Amazon CEO Andy Jassy, who succeeded Jeff Bezos in mid-2021, took the bizarre step of joining the earnings call with analysts Thursday after his company issued a weaker-than-expected forecast for the primary quarter. In January, Amazon began layoffs, that are expected to lead to the lack of greater than 18,000 jobs.
“Given this last quarter was the top of my first full 12 months on this role and given among the unusual parts within the economy and our business, I assumed this could be a superb one to hitch,” Jassy said on the decision.
Managing expenses has develop into a giant theme for Amazon, which expanded rapidly through the pandemic and subsequently admitted that it hired too many individuals during that period.

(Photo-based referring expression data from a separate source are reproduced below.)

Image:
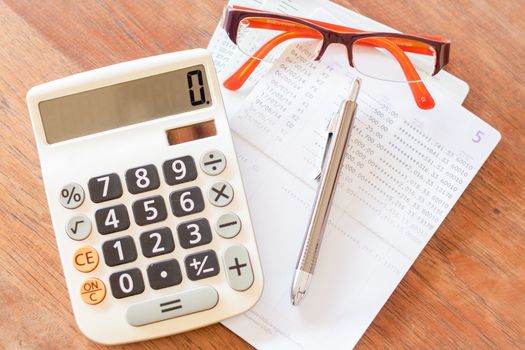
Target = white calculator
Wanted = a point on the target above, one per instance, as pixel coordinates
(146, 197)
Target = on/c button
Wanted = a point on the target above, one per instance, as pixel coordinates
(85, 259)
(93, 291)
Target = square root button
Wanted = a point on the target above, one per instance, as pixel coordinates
(171, 306)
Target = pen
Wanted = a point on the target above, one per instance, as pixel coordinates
(337, 141)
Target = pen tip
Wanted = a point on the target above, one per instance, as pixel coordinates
(296, 298)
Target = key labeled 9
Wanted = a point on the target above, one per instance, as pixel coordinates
(179, 170)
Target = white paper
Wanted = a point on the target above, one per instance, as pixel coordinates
(404, 170)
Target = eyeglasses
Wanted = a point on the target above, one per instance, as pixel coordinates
(386, 56)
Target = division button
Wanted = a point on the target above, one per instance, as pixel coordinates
(78, 227)
(93, 291)
(164, 274)
(171, 306)
(228, 225)
(220, 194)
(71, 195)
(85, 259)
(238, 267)
(213, 162)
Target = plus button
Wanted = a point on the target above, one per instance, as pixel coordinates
(237, 266)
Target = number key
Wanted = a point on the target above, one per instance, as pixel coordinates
(112, 219)
(104, 188)
(119, 251)
(157, 242)
(194, 233)
(179, 170)
(186, 201)
(149, 210)
(142, 179)
(126, 283)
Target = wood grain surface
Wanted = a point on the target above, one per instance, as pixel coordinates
(467, 288)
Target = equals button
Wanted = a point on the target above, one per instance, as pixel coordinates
(171, 306)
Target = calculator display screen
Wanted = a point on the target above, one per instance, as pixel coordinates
(125, 103)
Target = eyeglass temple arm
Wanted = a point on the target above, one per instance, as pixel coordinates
(421, 95)
(239, 77)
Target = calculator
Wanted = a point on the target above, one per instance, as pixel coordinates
(146, 197)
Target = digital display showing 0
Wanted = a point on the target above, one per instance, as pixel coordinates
(126, 103)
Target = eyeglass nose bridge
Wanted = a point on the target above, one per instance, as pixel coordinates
(333, 38)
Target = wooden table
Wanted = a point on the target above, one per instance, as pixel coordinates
(466, 290)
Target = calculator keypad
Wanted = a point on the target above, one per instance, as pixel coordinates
(193, 232)
(112, 219)
(142, 179)
(104, 188)
(149, 210)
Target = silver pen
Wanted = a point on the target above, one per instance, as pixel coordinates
(337, 141)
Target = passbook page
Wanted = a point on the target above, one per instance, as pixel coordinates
(404, 170)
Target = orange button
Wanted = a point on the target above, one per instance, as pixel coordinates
(93, 291)
(85, 259)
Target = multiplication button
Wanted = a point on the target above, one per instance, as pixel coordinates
(213, 162)
(78, 227)
(228, 225)
(71, 195)
(220, 194)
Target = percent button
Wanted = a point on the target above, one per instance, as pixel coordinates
(71, 195)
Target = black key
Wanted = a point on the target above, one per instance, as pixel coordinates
(194, 233)
(142, 179)
(126, 283)
(201, 265)
(187, 201)
(164, 274)
(157, 242)
(149, 210)
(179, 170)
(104, 188)
(119, 251)
(112, 219)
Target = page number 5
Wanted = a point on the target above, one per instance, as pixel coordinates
(477, 137)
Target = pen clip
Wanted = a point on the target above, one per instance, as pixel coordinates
(330, 133)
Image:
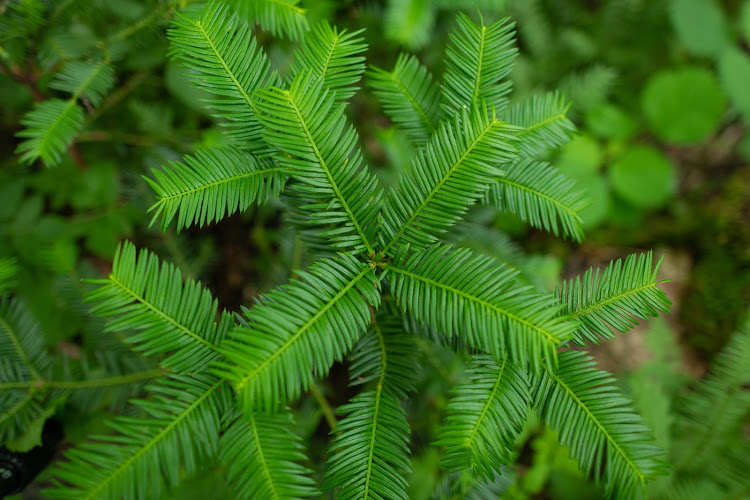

“We’re working really hard to streamline our costs,” Jassy said.
Alphabet can also be in downsizing mode. The corporate announced last month that it’s slashing 12,000 jobs. Its revenue miss for the fourth quarter included disappointing sales at YouTube from a pullback in ad spending and weakness within the cloud division as businesses tighten their belts.
Ruth Porat, Alphabet’s finance chief, told CNBC’s Deirdre Bosa that the corporate is meaningfully slowing the pace of hiring in an effort to deliver long-term profitable growth.
Alphabet shares ended the week up 5.4% even after giving up a few of their gains during Friday’s sell-off. The stock is now up 19% for the 12 months.
Ruth Porat, Alphabet CFO, on the WEF in Davos, Switzerland on May twenty third, 2022.
Adam Galica | CNBC
Should the Nasdaq proceed its upward trend and notch a sixth week of gains, it will match the longest rally since a stretch that resulted in January 2020, just before the Covid pandemic hit the U.S.
Investors will now turn to earnings reports from smaller firms. A number of the names they’ll hear from next week include Pinterest, Robinhood, Affirm and Cloudflare.
One other area in tech that flourished this week was the semiconductor space. Just like the patron tech firms, there wasn’t much by the use of growth to excite Wall Street.
AMD on Tuesday beat on sales and profit but guided analysts to a ten% year-over-year decline in revenue for the present quarter. Intel, AMD’s primary competitor, reported a disastrous quarter last week and projected a 40% decline in sales within the March quarter.
Still, AMD jumped 14% for the week and Intel rose almost 8%. Texas Instruments and Nvidia also notched nice gains.
The semiconductor industry is coping with a glut of additional parts at PC and server makers and falling prices for components akin to memory and central processors. But after a miserable 12 months in 2022, the stocks are rebounding on signs that an easing of Federal Reserve rate increases and lightening inflation numbers will give the businesses a lift later this 12 months.